Provided and copyright by: Rob Sheridan
Summary authors & editors: Rob Sheridan

On April 19th of 1775, as they fled Concord (Massachusetts) harried by sniping 'Minutemen', a group of 'Redcoats' tried to rally and stand by the rocky bluff in Lexington pictured above (photo taken on April 19th of 2006). The fight that ensued went poorly for the British Regulars, who broke, the survivors fleeing back to Boston. The site has been known as “Bloody Bluff” ever since.

About 400 million years earlier, another violent, albeit much slower, encounter occurred at Bloody Bluff. The volcanic arc micro-continent, Avalonia, formed about 565 million years ago off the coast of the continental land mass known as Gondwana, which was at that time near the South Pole. Floating on its tectonic plate, Avalonia drifted north across the Iapetus Ocean over the next 150 million years and was driven into the part of Laurentia that would someday become the northeastern United States and Maritime Canada. This was the second such volcanic arc micro-continent to impact this area (two more would follow), explaining in large part the series of mountain building events, volcanism, magmatic intrusions, and accretionary wedges that make the bedrock geology of eastern Massachusetts so confusing.

About 200 million years later, Avalonia began to rift apart, eventually forming the Atlantic Ocean, explaining the many similarities in the bedrock geology of New England, the British Isles, and Western Europe. This confounding bedrock geology was further obscured by much later cycles of Pleistocene glaciation, but in some localtions it's exposed at the surface. Bloody Bluff is one such place.

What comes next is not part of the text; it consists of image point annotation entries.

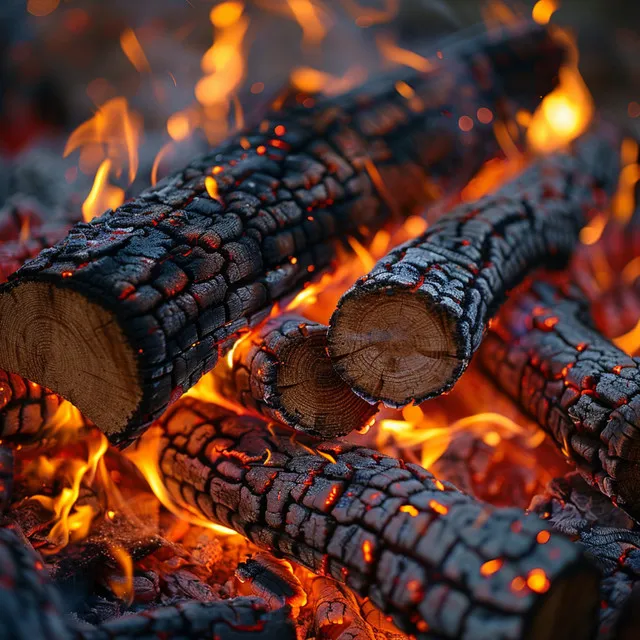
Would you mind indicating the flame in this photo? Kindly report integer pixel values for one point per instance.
(111, 137)
(134, 52)
(224, 67)
(307, 15)
(397, 55)
(71, 522)
(103, 196)
(624, 201)
(311, 80)
(566, 112)
(145, 457)
(122, 587)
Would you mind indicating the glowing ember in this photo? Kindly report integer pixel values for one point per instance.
(491, 566)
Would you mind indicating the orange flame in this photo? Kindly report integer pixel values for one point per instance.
(566, 112)
(113, 135)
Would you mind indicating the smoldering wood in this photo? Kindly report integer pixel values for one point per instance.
(271, 579)
(132, 307)
(406, 331)
(543, 351)
(282, 371)
(388, 530)
(30, 607)
(235, 619)
(611, 541)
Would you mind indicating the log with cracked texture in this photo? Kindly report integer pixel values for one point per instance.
(440, 563)
(235, 619)
(543, 351)
(282, 371)
(128, 311)
(406, 331)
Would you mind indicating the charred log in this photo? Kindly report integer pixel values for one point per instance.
(30, 606)
(406, 331)
(284, 373)
(543, 351)
(237, 619)
(129, 310)
(436, 560)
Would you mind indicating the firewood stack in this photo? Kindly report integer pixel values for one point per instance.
(123, 315)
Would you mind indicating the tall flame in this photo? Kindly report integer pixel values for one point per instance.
(114, 134)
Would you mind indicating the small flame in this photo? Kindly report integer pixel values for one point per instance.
(224, 67)
(122, 586)
(566, 112)
(397, 55)
(111, 137)
(134, 52)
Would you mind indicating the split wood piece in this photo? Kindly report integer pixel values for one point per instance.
(127, 312)
(25, 408)
(30, 606)
(406, 331)
(543, 351)
(236, 619)
(283, 372)
(440, 563)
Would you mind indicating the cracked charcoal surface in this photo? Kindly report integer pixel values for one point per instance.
(182, 272)
(584, 391)
(606, 533)
(388, 530)
(237, 619)
(30, 607)
(270, 376)
(464, 265)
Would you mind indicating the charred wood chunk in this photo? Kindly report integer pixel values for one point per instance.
(237, 619)
(283, 372)
(543, 351)
(127, 312)
(30, 606)
(25, 407)
(439, 562)
(406, 331)
(608, 536)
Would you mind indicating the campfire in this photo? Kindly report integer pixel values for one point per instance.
(352, 359)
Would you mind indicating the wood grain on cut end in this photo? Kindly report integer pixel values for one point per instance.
(284, 373)
(59, 339)
(392, 345)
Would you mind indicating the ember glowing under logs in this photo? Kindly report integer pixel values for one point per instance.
(129, 311)
(388, 530)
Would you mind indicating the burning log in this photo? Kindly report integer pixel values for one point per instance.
(607, 535)
(436, 560)
(25, 407)
(235, 619)
(544, 353)
(29, 604)
(127, 312)
(284, 373)
(406, 331)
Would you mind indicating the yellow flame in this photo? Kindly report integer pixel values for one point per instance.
(566, 112)
(103, 195)
(543, 10)
(145, 456)
(133, 50)
(393, 53)
(224, 67)
(122, 587)
(308, 17)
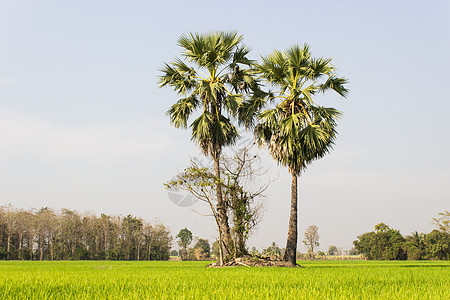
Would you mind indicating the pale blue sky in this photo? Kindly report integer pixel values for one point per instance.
(83, 126)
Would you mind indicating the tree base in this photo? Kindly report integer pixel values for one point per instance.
(252, 261)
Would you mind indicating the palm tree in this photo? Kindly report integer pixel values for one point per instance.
(212, 78)
(297, 130)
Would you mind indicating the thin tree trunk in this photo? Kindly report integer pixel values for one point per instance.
(222, 213)
(291, 245)
(8, 243)
(20, 246)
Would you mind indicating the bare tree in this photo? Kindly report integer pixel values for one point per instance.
(311, 240)
(240, 200)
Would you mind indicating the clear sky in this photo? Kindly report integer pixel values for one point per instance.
(83, 126)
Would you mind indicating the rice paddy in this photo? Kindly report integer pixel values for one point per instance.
(192, 280)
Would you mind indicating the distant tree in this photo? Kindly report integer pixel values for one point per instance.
(273, 251)
(382, 244)
(333, 250)
(215, 251)
(415, 244)
(353, 251)
(161, 242)
(311, 240)
(437, 245)
(202, 249)
(184, 239)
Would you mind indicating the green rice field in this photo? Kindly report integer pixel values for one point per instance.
(192, 280)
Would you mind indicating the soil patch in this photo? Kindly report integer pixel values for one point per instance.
(252, 261)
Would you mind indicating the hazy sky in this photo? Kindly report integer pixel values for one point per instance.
(83, 126)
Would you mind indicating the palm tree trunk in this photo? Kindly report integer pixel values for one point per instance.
(222, 214)
(291, 245)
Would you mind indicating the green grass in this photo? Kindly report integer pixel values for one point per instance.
(192, 280)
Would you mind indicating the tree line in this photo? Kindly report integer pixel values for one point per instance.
(46, 234)
(385, 243)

Bloody Bluff is part of a southwest to northeast running bedrock fault that marks the junction of the Avalon and Nashoba terranes, the Nasoba terrane being the first volcanic micro-continent to impact this part of Laurentia. After its discovery in the late 19th century, it was named “Bloody Bluff Fault” for the 1775 incident, and represents the line of collision as Avalonia was driven into Laurentia 400 million years ago.